I am really really tired today (left over from yesterday?). Maybe it's that I didn't sleep much last night. Maybe it's the heat. Maybe it's slow panic setting in. I will be leaving for Florida in less than two weeks, all my earthly possessions are on a truck (how dramatic!) and tomorrow the company records Romeo & Juliet: Act II. I am actually taking care of some business every day, though, so that's good. I opened a Florida bank account. I am moving to Florida in less than two weeks. I must keep repeating it. It all seems so illogical and absurd. I am so tired and this heat is positively Hellish. I feel delirious.
So I saw Mr. M. Night Shyamalan's Lady in the Water on Friday night and I've decided that I really like Mr. Shyamalan. The movie is—how to put it?—not exactly a good movie, but I liked it in spite of its numerous weaknesses. Like all of Shyamalan's movies, Lady is, mostly, a mystery. But this movie is really a fairy tale at heart, a sweet bedtime story run through with magic creatures and a good-and-evil morality. It believes in the future of mankind and looks forward with hope. Like I said, it has its drawback: there is a really snarky killoff of an odious film critic character late in the action that is stupid I laughed out loud, Bryce Dallas Howard's character is boring beyond belief and she mostly just shrinks in the back of a shower, but the biggest problem is the fairy tale itself, which is never shown so much as it is related by a Korean grandmother through an interpreter (her daughter and later Paul Giamatti's Mr. Heep character). Shyamalan could have shown us this tale instead of telling it to us and the picture would have been better off for it. The film is emotionally involving in spite of all of this. This is due to the artistry of Shyamalan, a wonderfully touching performance by Paul Giamatti and an absolutely gorgeous score by James Newton Howard (his score for The Village grabbed a surprise Oscar nomination a year or two ago and this one is even better).

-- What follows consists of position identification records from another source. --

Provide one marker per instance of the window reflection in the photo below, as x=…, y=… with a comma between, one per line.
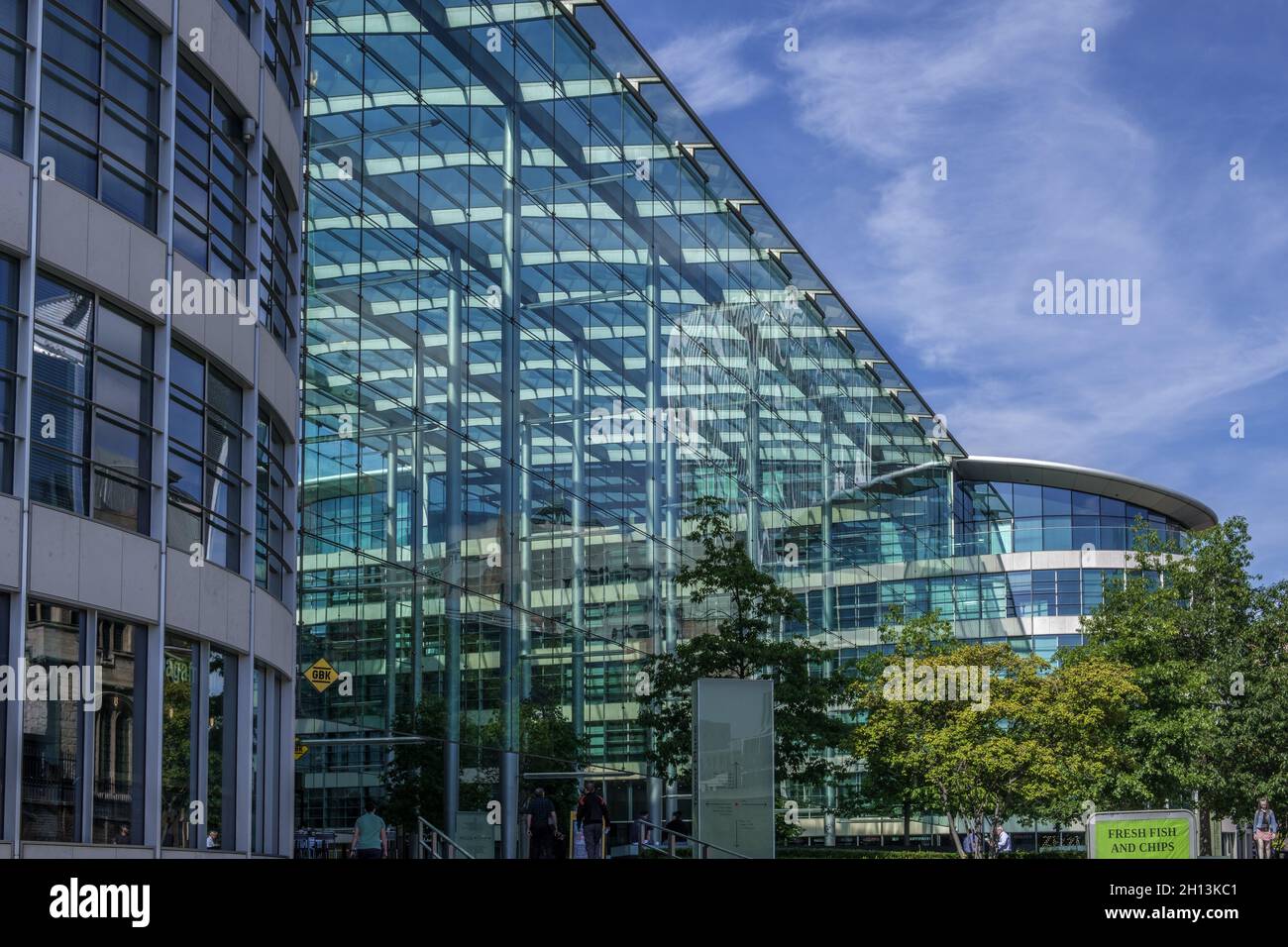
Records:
x=119, y=781
x=51, y=729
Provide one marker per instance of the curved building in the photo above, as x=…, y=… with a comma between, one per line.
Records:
x=150, y=304
x=1029, y=551
x=548, y=315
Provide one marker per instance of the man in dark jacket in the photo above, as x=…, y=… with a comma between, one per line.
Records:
x=592, y=814
x=541, y=826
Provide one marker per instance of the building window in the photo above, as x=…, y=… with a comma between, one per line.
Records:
x=271, y=525
x=205, y=462
x=282, y=22
x=240, y=13
x=5, y=831
x=278, y=245
x=119, y=728
x=178, y=744
x=51, y=728
x=13, y=75
x=91, y=407
x=8, y=367
x=220, y=749
x=101, y=99
x=210, y=215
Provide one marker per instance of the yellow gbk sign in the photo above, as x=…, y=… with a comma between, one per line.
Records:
x=321, y=674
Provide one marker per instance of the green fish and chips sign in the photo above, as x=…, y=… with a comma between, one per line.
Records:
x=1146, y=834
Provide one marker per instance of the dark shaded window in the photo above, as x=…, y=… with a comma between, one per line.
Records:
x=240, y=13
x=8, y=368
x=101, y=98
x=278, y=247
x=91, y=407
x=220, y=750
x=273, y=466
x=51, y=728
x=282, y=21
x=178, y=744
x=210, y=180
x=13, y=73
x=119, y=732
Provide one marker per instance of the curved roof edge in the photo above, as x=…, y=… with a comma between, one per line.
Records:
x=1184, y=509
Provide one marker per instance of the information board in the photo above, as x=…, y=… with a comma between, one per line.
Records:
x=733, y=758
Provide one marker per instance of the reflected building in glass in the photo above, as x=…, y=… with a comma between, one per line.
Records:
x=151, y=227
x=545, y=315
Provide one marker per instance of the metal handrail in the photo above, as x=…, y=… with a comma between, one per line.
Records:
x=702, y=845
x=434, y=835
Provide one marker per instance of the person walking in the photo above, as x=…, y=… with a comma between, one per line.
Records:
x=677, y=826
x=1263, y=827
x=542, y=825
x=1004, y=840
x=370, y=835
x=592, y=814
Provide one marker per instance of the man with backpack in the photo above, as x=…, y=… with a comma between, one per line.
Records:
x=592, y=814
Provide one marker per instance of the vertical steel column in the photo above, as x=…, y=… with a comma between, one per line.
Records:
x=12, y=817
x=658, y=433
x=752, y=444
x=510, y=283
x=391, y=582
x=452, y=505
x=579, y=539
x=526, y=557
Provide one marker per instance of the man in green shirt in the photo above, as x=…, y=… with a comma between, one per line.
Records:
x=370, y=839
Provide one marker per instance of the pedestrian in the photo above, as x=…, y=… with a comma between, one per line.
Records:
x=1263, y=827
x=1004, y=840
x=677, y=827
x=370, y=835
x=592, y=815
x=640, y=830
x=542, y=826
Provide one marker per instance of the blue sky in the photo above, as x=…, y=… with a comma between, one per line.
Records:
x=1113, y=163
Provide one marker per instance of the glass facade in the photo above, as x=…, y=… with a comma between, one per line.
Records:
x=545, y=316
x=537, y=330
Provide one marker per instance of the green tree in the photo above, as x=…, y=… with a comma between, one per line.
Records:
x=413, y=777
x=894, y=774
x=752, y=615
x=1034, y=748
x=1209, y=650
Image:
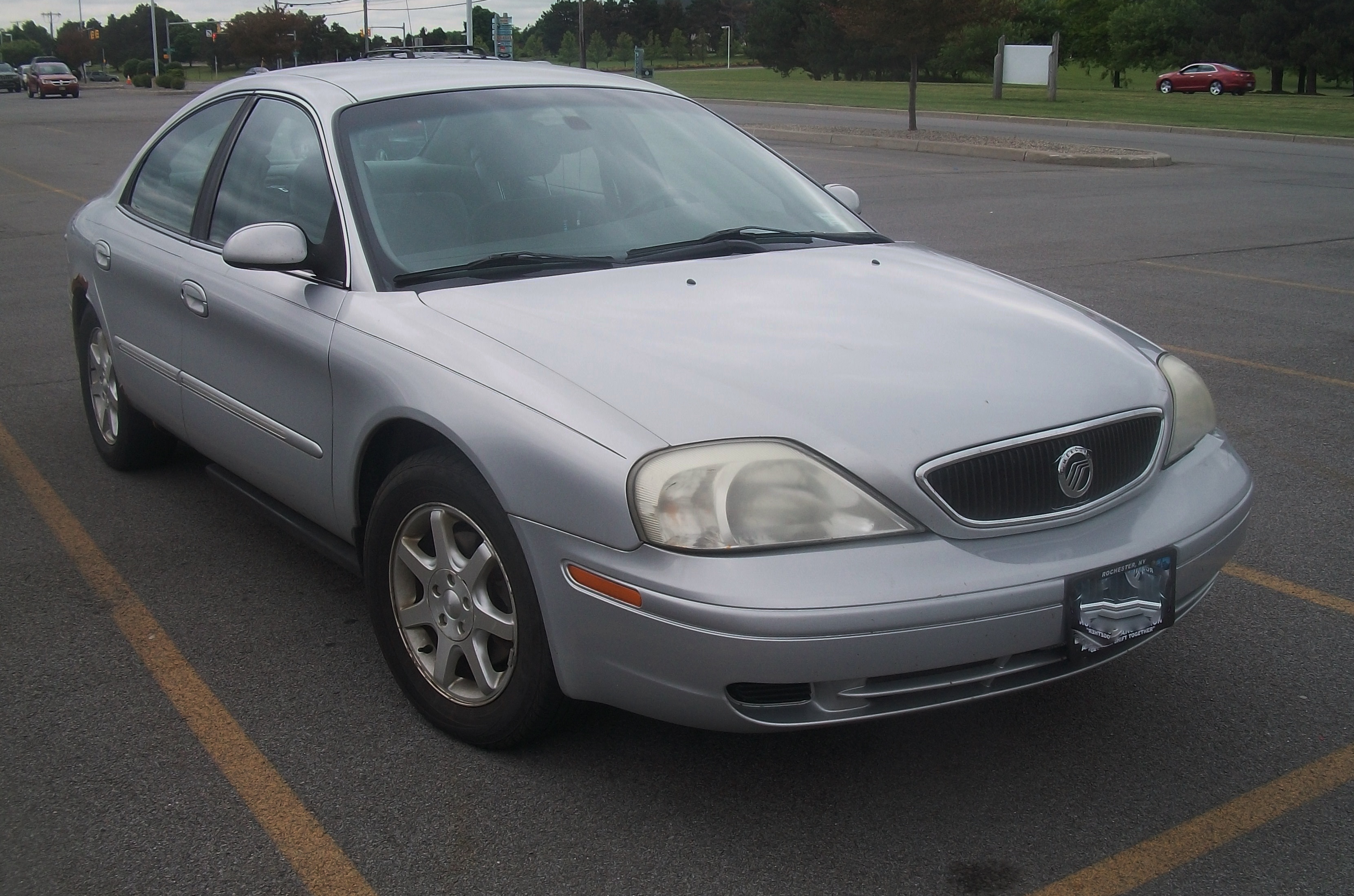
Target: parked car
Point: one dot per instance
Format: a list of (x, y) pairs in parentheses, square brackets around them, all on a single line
[(1215, 78), (52, 79), (10, 79), (607, 401)]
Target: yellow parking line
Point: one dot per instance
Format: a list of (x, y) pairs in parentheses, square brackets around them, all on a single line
[(323, 867), (1206, 833), (1272, 369), (32, 181), (1248, 277), (1292, 589)]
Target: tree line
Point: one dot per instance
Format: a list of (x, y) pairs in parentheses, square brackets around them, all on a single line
[(249, 38), (855, 40), (958, 38)]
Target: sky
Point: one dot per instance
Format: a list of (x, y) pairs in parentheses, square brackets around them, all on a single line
[(386, 15)]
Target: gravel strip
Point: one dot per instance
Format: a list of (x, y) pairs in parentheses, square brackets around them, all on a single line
[(955, 137)]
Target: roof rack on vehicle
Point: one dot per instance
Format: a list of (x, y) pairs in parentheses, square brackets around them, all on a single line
[(434, 52)]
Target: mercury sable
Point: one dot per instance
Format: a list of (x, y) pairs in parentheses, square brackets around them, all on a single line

Today I watched Franklin J. Schaffner's Nicholas and Alexandra, a kind of epic retelling of the fall of the Romanovs in the early part of the Twentieth century that is dull beyond belief. It's populated by very good performances: Irene Worth, Janet Suzman, Michael Jayston, et al. The cast also has small cameos of people you recognize but are so young you can't place them. Ian Holm appears very late in the film as a military commissar or something and has a very good part and I was stunned to see Brian Cox as Leon Trotsky. They said Olivier was in it, too, but I didn't recognize him if he was. Schaffner's direction makes the plot coherent but the characters distant. Rasputin is played by some crazy looking guy and he is neither powerful nor sexy nor engaging in anyway. I was consistently repulsed by him in every way and I found his seduction of Alexandra totally preposterous. The movie plods along, obsessing on Russian politics and showing the Tzar's failures as well as Kerensky's and Lenin's. These diversions seem unnecessary and unwanted. The film does get very interesting in the last twenty minutes but at three hours, nine minutes, Nicholas and Alexandra far more than oustays its welcome and I was so bored that by the end I really wished for their deaths.